《小沢一郎代表 広島選挙区・佐藤こうじ候補応援演説》(2013年7月15日)
石破自民党幹事長のの発言を取り上げる前に小沢一郎生活の党代表の広島応援演説を紹介することにする。食い止めるべき暴走の具体的対象は安倍晋三の弱肉強食の政策そのものだからであり、小沢一郎の演説がこの点に触れているからである。
皆さんには大変お暑い中を、お休みの中を、こうして街頭にお出かけいただきまして本当にありがとうございます。まず皆さんのご厚意、ご支援に対しまして心から厚く御礼申し上げます。ありがとうございました。
ご承知のように参議院選挙もいよいよ後半戦に入っております。今日は私の古くからの友人であり、同志である、たどれば先代の佐藤守良(佐藤こうじ候補の父)先生以来、本当に苦しい時も厳しい時もお互いに力を合わせ、政治的行動を共にしてきた本当の同志である佐藤こうじ君が今回の選挙戦、大変厳しい状況の中で、戦っております。
どうか、皆様におかれましては何としても佐藤こうじ君を皆さんのお力でもう一度国会に送っていただきますよう今日はお願いに参りました。どうぞ宜しくお願いいたします。
今、政権は昨年の総選挙の結果、民主党政権の失敗によって、もちろんその責任の一端を私は回避するつもりはありませんが、自公の政権、安倍政権になってしまいました。
もちろん政治は、どの党であろうが国民皆さんにとって良い政治をすれば、どの党であろうがいいわけです。私も安倍さんが、自民党が国民皆さんのために良い政策を実行し、良い政治をしてくれるのならば、諸手を挙げて賛成いたします。

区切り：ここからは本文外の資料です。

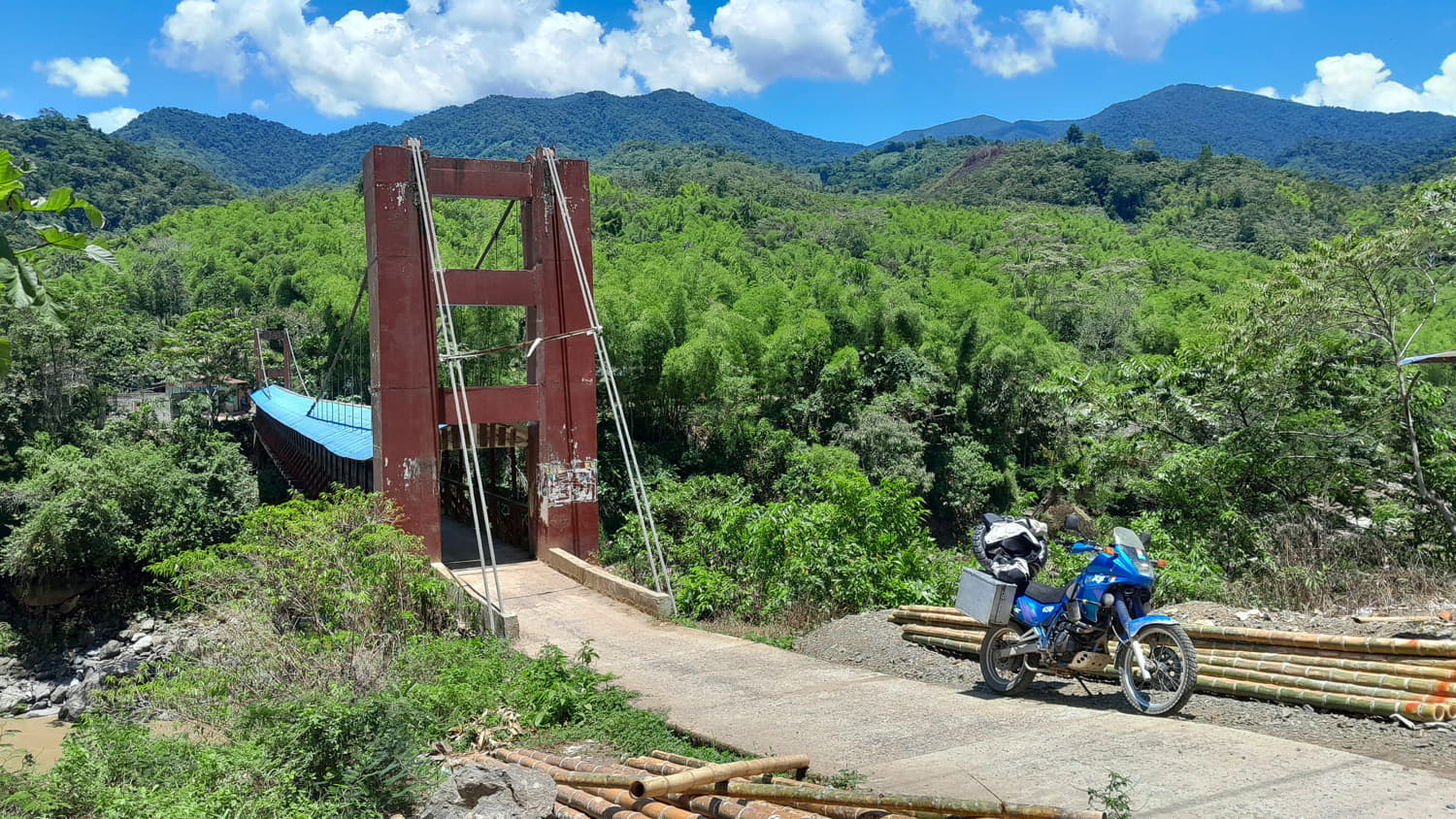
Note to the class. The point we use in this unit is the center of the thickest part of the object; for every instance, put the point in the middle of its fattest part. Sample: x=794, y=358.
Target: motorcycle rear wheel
x=1004, y=673
x=1173, y=670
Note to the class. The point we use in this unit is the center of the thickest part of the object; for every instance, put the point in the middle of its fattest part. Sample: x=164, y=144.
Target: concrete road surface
x=916, y=737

しかし、今日の安倍政権、自民党の政権運営の考え方を見てみますと、私ども、どうしても相容れない。受け入れられない政権運営のやり方があります。それは何かと言いますと、一言で言えば、今の政治の運営、政策の立て方はすべて強い者の味方、強い側に立ってやっているということであります。
昔から強気をくじき弱気を助けるという言葉がありますが、今は逆だ。強い者をどんどん強くする。そして彼(安倍氏)の言うには、競争力のある大きな企業をどんどん大きくしてそれらが儲けてくれればいい。その儲けを皆で配分すれば皆もよくなるのではないか。そういう理屈を言うわけでございます。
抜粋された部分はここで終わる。